Paul Lawrence Dunbar’s “Theology” focuses on the speaker and neighbor’s separation due to their religious beliefs. The style of the poem can help the reader understand the difference between the two beliefs; the speaker’s belief being in the first stanza and the neighbor’s beliefs accounted for in the second stanza. This difference in the religious views separate them distinctively, but when the speaker’s states “there is a hell, I’m quite as sure; for pray, If there were not, where would my neighbors go?” he insinuates that he is superior to his neighbors. This disconnection in status makes it hard for the separation between the two viewpoints to ever be brought together.
“Tableau” by Countee Cullen accounts for the separation amongst races. This poem reflects upon the reaction a town has when seeing a black and a white boy walking together, linked in arms. It is expected by society for those of different races to be separate, “And here the fair folk talk, indignant that these two should dare in unison to walk”. When these two boys walk together, they are judged for their behavior as it is expected of them to be separated in society. Not only is there a distinct separation between races being seen together, but also a distinct separation between how the races react to the situation. The African-American’s observe “from lowered blinds” where as the Caucasians “talk” and are more upfront about what is going on within society. These actions and reactions help the reader understand the complete separation that society feels is necessary between races.

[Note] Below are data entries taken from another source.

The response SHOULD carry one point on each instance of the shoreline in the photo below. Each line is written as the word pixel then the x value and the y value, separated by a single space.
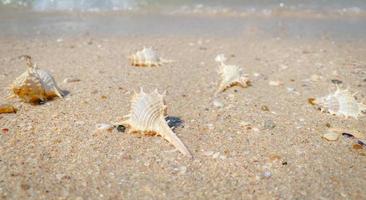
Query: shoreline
pixel 54 150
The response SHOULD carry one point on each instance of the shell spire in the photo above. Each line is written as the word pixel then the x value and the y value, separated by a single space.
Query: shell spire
pixel 231 75
pixel 341 103
pixel 147 57
pixel 147 115
pixel 35 84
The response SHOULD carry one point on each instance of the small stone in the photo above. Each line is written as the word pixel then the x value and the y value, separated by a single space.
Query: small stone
pixel 71 80
pixel 210 126
pixel 315 77
pixel 218 103
pixel 269 124
pixel 331 135
pixel 7 108
pixel 336 81
pixel 208 153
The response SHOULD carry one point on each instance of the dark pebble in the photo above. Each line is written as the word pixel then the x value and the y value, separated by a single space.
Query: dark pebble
pixel 336 81
pixel 121 128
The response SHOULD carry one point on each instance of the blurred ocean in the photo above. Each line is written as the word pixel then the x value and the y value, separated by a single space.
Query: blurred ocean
pixel 354 7
pixel 345 18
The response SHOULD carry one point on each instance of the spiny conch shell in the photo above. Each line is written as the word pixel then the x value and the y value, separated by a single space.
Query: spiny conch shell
pixel 147 115
pixel 147 57
pixel 230 74
pixel 35 84
pixel 340 103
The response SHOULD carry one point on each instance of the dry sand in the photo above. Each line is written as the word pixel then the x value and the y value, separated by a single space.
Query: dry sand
pixel 53 151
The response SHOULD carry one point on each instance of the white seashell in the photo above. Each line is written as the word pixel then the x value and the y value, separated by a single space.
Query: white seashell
pixel 147 115
pixel 341 103
pixel 231 75
pixel 147 57
pixel 35 85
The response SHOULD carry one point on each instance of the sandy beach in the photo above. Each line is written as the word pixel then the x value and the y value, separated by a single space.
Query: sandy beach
pixel 241 150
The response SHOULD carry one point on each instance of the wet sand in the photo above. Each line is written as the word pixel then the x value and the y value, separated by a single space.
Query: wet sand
pixel 53 151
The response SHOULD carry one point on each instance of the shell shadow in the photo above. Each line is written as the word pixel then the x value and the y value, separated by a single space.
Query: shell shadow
pixel 174 122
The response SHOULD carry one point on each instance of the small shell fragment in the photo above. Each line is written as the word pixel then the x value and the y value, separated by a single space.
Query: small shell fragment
pixel 35 85
pixel 104 127
pixel 340 103
pixel 147 57
pixel 275 83
pixel 7 108
pixel 231 75
pixel 147 115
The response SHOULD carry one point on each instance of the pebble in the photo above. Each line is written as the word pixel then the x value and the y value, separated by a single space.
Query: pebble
pixel 275 83
pixel 71 80
pixel 267 174
pixel 269 124
pixel 315 77
pixel 218 103
pixel 7 108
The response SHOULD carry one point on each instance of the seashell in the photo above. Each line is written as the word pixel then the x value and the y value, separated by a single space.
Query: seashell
pixel 231 75
pixel 220 59
pixel 147 57
pixel 340 103
pixel 35 84
pixel 147 115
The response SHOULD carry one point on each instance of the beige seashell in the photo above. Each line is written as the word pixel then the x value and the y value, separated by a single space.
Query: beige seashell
pixel 341 103
pixel 35 85
pixel 147 57
pixel 231 75
pixel 147 115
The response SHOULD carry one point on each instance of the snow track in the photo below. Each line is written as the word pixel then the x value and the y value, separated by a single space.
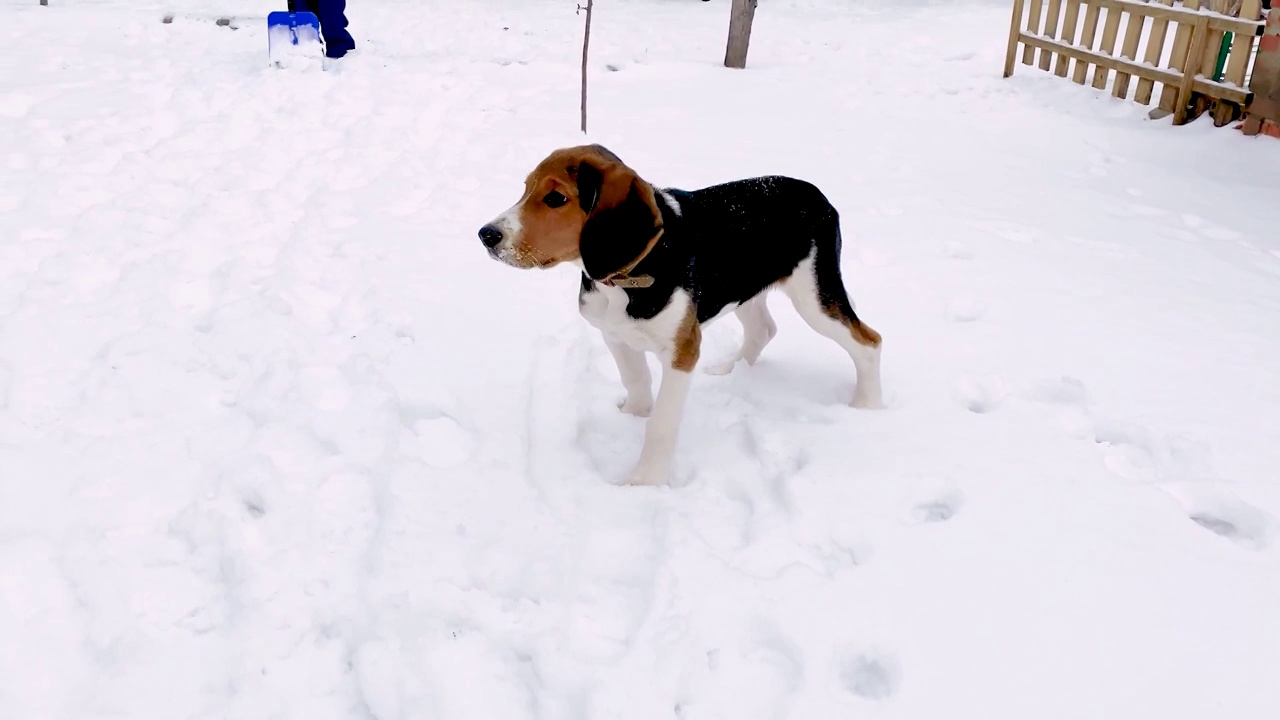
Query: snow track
pixel 278 440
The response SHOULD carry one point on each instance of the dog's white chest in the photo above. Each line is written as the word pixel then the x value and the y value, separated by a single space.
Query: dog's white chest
pixel 607 310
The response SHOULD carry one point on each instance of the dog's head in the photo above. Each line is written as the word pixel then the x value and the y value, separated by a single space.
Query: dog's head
pixel 579 204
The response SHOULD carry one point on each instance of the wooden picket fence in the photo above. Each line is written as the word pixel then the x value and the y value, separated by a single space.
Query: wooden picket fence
pixel 1198 50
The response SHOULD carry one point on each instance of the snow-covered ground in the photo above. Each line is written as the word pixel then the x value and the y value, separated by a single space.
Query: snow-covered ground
pixel 279 441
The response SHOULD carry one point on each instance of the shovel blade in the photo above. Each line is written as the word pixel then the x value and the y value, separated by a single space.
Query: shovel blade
pixel 292 33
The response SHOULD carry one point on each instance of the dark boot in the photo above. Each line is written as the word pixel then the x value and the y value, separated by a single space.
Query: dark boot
pixel 333 24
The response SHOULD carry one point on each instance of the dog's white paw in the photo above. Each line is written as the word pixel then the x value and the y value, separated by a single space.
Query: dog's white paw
pixel 648 475
pixel 638 405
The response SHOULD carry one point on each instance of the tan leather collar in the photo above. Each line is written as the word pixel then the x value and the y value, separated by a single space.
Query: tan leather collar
pixel 620 278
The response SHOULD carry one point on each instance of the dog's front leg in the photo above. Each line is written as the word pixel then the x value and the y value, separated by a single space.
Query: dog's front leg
pixel 663 425
pixel 635 378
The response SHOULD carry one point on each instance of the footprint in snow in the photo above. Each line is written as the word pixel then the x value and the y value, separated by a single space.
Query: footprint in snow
pixel 324 387
pixel 1208 229
pixel 933 500
pixel 1223 514
pixel 965 309
pixel 1063 390
pixel 979 396
pixel 440 442
pixel 872 675
pixel 956 250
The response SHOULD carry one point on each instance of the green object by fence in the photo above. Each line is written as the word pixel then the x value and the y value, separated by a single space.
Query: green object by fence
pixel 1223 51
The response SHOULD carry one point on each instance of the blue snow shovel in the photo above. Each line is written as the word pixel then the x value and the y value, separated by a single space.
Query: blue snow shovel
pixel 287 28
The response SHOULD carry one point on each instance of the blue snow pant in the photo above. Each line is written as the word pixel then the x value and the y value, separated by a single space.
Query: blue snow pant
pixel 333 24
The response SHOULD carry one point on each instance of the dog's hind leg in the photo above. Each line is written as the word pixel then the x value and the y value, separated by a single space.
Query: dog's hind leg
pixel 818 294
pixel 758 329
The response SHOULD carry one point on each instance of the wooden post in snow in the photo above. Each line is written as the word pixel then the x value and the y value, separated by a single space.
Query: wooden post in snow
pixel 586 41
pixel 739 33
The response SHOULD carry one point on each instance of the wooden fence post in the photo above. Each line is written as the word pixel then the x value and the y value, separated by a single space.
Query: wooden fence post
pixel 739 33
pixel 1015 28
pixel 1264 114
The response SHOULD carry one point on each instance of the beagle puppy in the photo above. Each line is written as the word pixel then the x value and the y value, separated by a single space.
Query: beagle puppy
pixel 658 264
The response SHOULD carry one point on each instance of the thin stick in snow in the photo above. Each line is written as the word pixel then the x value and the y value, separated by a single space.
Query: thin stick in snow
pixel 586 41
pixel 739 33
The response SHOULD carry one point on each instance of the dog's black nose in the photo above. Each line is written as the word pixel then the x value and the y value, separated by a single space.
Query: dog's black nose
pixel 490 236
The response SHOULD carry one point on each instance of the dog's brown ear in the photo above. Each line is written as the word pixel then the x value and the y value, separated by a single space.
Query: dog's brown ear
pixel 622 218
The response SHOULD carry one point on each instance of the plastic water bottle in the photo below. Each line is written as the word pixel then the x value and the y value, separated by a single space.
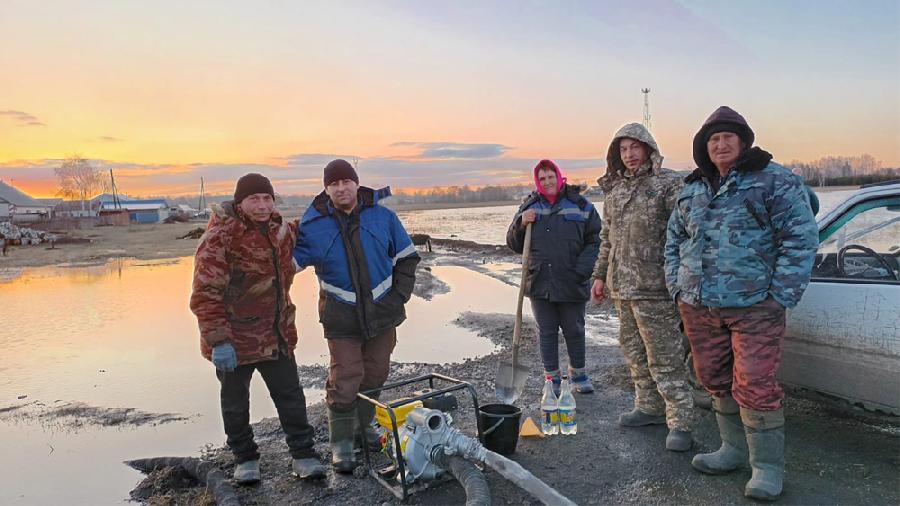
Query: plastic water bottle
pixel 568 421
pixel 549 410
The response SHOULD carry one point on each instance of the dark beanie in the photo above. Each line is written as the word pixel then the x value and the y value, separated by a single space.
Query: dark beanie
pixel 251 184
pixel 339 169
pixel 723 119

Mary Shelley’s novel Frankenstein reflects upon the separation that attraction has and how the monster feels separated from the outside world because of his ugly and unattractive appearance. After Victor Frankenstein’s monster runs away, he is alienated by anyone in which he comes across because of his appearance. Society places a high importance on appearance and the way one looks and as seen in this novel, those who are considered ugly are often times are exiled and separated because of the way they look for it is different than what society expects.
I think that the expectations that society holds for people makes it hard for others to be more open and understanding and often times find it easier to be separated from those who are different from the norm, or what one considers the norm. Being involved in service learning, I have had to force myself to rethink what I consider the norm as I am put into a situation that is much different that one I am use to. When I first came to Loyola I was often times told to be careful of York Road and stay away from it if possible, a way of separating the Loyola community from one that is much different than it’s own. Being involved in service within a school on York Road, I have been able to move past this separating factor and allowing myself to see a new perspective. Tunbridge Elementary School is a much different community than one that I am accustomed to and the school itself does not have as many resources available to them. This opportunity has given me the chance to open my mind to what I have often times taken for granted and realize that separating myself from those who are different than me takes back from life in general. I think that society needs to learn to move past what separates different people in order to create a more united community.